In general, IGVs are asymptomatic and identified incidentally. In symptomatic cases, the most common clinical manifestation is gastrointestinal bleeding from ruptured gastric varices; statistically, 45%-72% of patients with LSPH present with the above-mentioned symptom[3]. Splenomegaly and abdominal pain are observed in 71% and 25%-38% of patients with LSPH, respectively[5,9], whereas ascites seldom develop[16]. Various radiological examinations can assist in making an IGV diagnosis, including upper gastrointestinal endoscopy, angiography, ultrasonography, contrast-enhanced CT portography, and magnetic resonance imaging. In one study, gastric varices could be accurately diagnosed and localized in nearly 90% of cases by endoscopy[17]. Endoscopic ultrasound (EUS) appears to be a more accurate test than transabdominal ultrasonography, which is useful for evaluating the pancreatic parenchyma and splenic vasculature[18]. Contrast-enhanced CT portography can quickly elucidate the portal venous system, but it requires a large amount of iodinated contrast material.
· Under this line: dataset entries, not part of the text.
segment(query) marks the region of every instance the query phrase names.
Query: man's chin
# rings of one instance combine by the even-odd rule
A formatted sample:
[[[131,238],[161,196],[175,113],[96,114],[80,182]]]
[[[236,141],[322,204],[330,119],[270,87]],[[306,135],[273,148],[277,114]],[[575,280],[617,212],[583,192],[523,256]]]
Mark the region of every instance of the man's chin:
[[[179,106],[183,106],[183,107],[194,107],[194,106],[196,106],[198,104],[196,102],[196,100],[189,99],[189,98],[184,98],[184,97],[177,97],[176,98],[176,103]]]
Magnetic resonance angiography with gadopentetate dimeglumine is a promising noninvasive test that is being increasingly used to diagnosis patency or thrombosis of the portal venous system[19].
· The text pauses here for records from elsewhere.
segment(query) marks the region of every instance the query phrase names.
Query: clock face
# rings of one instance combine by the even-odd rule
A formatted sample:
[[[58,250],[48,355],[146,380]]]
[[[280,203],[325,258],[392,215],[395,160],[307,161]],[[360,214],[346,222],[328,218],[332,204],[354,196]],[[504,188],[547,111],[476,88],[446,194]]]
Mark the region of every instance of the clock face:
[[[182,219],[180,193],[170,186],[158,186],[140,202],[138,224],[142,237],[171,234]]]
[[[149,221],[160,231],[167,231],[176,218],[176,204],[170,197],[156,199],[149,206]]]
The treatment of IGV bleeding should be directed toward the splenic side of the portal circulation because the pressure increases only on that side[14]. Several choices such as conservative therapy (e.g., pharmacotherapy, balloon tamponade, endoscopic therapy with sclerotherapy or band ligation) and interventional radiologic techniques, are available for bleeding control. Japanese endoscopists have reported using a combination technique of endoscopic variceal ligation injection sclerotherapy to treat acute gastric varice bleeding; when using this procedure, the rebleeding rate was low (0%-8%), the gastric varice eradication rate was 85% at up to 2 years post-treatment, and hemostasis was achieved in 100% of patients[20]. Transcatheter splenic artery embolization has also been attempted with varying degrees of success, but it has not become a preferred approach. If a patient with active bleeding is unresponsive to conservative management, then splenectomy is indicated. A large splenectomy series that included patients with isolated splenic vein thrombosis showed that none of the patients had recurrent bleeding during the 11-mo mean follow-up period after splenectomy[9].
The current case was a rare incidence of IGV bleeding induced by splenic lymphoma-associated splenic vein occlusion. In this patient, chemotherapy was an alternative treatment for splenic vein occlusion caused by chemotherapy-sensitive tumors. Our patient responded well to chemotherapy, and the splenic vein occlusion resolved after the lymphoma regressed.